著者:ジョン=クレメンツ(John Clements)
カテゴリー:歴史/マーシャルアーツ
出版社:Paladin Press
ラインナップ:なし
価格:$40.00
ページ数:324
ISBN: 1-58160-004-6
カプセルレビュー:ゲイリー=グロス(Garry Gross) 1999/10/10
ジャンルタグ:歴史 ライブアクション
レビュー翻訳:SeyfertSluw(seyfert*at*osk.3web.ne.jp)
この本は中世においての剣の使用法の考察を行った本である。著者のジョン=クレメンツは中世の剣術を覚えるための入門と参照のための本として位置づけ、一般にある誤解を解くように扱っている。この補運の情報はクレメント氏の実際の武器による練習と実験と歴史的な文章と手引書からの調査を基礎においている。概して、彼の目的は実現されている。この本は剣を使う事を教えてはくれるものではないが、とっかかりにはなるだろう。この本が剣と盾の能力を明確にし、戦闘の味わいをたかめるといったことで有用なアイデアをロールプレイングゲームにもたらす資料になるだろう。

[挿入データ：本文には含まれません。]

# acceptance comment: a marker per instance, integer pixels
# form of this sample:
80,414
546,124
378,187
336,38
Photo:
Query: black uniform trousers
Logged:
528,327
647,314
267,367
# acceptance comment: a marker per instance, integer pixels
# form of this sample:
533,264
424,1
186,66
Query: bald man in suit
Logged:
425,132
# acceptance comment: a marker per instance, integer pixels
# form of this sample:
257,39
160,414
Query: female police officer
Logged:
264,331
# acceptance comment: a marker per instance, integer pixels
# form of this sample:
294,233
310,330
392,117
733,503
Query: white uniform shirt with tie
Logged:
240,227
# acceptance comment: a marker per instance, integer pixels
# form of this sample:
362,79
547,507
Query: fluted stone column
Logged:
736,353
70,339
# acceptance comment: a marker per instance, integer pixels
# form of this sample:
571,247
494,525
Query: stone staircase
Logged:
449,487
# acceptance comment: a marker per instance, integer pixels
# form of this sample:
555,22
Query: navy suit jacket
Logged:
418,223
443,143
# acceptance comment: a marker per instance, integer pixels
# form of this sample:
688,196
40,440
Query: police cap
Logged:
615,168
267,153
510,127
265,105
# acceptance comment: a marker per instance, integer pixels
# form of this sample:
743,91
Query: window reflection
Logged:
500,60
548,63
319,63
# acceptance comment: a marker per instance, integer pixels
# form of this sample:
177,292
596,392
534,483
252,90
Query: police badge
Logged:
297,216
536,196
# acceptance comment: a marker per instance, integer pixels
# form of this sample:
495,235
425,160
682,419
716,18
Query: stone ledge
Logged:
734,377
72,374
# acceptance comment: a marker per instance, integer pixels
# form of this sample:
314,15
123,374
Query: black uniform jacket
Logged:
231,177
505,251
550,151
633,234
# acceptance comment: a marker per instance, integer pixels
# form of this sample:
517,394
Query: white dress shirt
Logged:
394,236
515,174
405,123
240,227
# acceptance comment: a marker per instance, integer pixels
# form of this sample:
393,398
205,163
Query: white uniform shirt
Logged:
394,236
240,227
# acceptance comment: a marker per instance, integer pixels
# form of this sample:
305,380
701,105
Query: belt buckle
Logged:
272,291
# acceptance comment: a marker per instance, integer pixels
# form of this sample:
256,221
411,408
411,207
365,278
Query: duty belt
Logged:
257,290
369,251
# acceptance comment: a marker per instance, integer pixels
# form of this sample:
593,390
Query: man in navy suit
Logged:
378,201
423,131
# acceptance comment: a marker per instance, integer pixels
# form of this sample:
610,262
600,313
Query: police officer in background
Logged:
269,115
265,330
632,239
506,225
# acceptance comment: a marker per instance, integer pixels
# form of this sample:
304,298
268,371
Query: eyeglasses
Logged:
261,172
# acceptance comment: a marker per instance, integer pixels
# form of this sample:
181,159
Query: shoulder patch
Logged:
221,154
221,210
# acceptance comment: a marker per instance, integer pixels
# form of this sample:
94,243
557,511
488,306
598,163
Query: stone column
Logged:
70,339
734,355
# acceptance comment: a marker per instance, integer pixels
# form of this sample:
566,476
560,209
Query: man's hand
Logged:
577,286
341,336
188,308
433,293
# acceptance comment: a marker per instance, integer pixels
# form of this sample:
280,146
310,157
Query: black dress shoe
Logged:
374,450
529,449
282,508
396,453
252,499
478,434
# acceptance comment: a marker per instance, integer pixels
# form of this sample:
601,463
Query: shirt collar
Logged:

この本は11の章といくつかの付録に分けられている。以下がその明細である。
第一章:中世での戦闘の環境
第二章:中世の戦闘の手引書
第三章:中世の剣
第四章:中世の剣のできるまで
第五章:プレートアーマーと剣
第六章:中世の剣の運命
第七章:中世の剣の形
第八章:中世の盾
第九章:剣と盾
第十章:ロングソード
第十一章:練習とスパーリング
第九章と第十章では構えと技術についてイラストが掲載されて言及されている。ここがこの本の重要なところである。この二つの章はイラストが多く、動作と技術が明確に示されている。剣の扱いかたを学ぶのに十分な事と多くの考察およびアドバイスが掲載されている。これらの十一の章が剣と盾に対する多くの誤解を解いているがクレメント氏はこれにとどまらず、AからIに至る付録も追加されている。
付録A:現実の剣の入手
付録B:ステージ上での戦闘の問題
付録C:武器によるスパーリングの手順
付録D:金属鈍器とプレートアーマー
付録E:中世ファンタジーと"Boffer(*)"武器によるスパーリング手順
(*)訳注:詳細はよく分かりませんが、とりあえず検索して見つかった解説サイトらしいところを見ると西洋版スポーツチャンバラの様な物でしょうか。http://www.geocities.com/Area51/Portal/8657/boffer.html
付録F:武器によるスパーリングにおける完全な足のターゲットの重要性
付録G:武器によるスパーリングでのひざをつくことについて
付録H:格闘技としての武器によるスパーリング
付録I:アメリカで剣と格闘技について理解する
これらによってクレメント氏は映画やテレビの剣劇で一般的になった認識を批判している。彼はまた歴史上の人物を演じる事やライブアクションロールプレイヤー、そして格闘家の手順やルールを批判している。彼はこれらの手順とルールを理解してることをはっきりと述べているが剣がどのように連続して使われるかということを学ぶ事が軽視されている事を指摘している。クレメント氏の狙いは現実に存在する格闘技として中世の剣術をより深く認識し興味を持ってもらうとともに、誤解をひろめてしまっているグループに焦点を当てている。彼の提示のうちのいくつかの姿勢から判断するに、かれは多くの友人がいるようには見えない。
体裁:
この本はよくレイアウトされ、イラストも豊富になっている。ほとんどのイラストレーションは著者の手によるものであり、その外は歴史的な資料から取られたものだ。動きと姿勢のイラストレーションは明快で理解がたやすく、その用途に適している。そしてよく整理され適切にまとめられている。
内容:
この本は使いがいのある情報が詰込まれている!主な問題点は表面をなぞっただけだということだけである。また著者がわめきちらしたり、扇動的であるという他の問題点はある。私は彼の見解のいくつかについては意見が合わないものもあるが、彼に反対するつもりはない。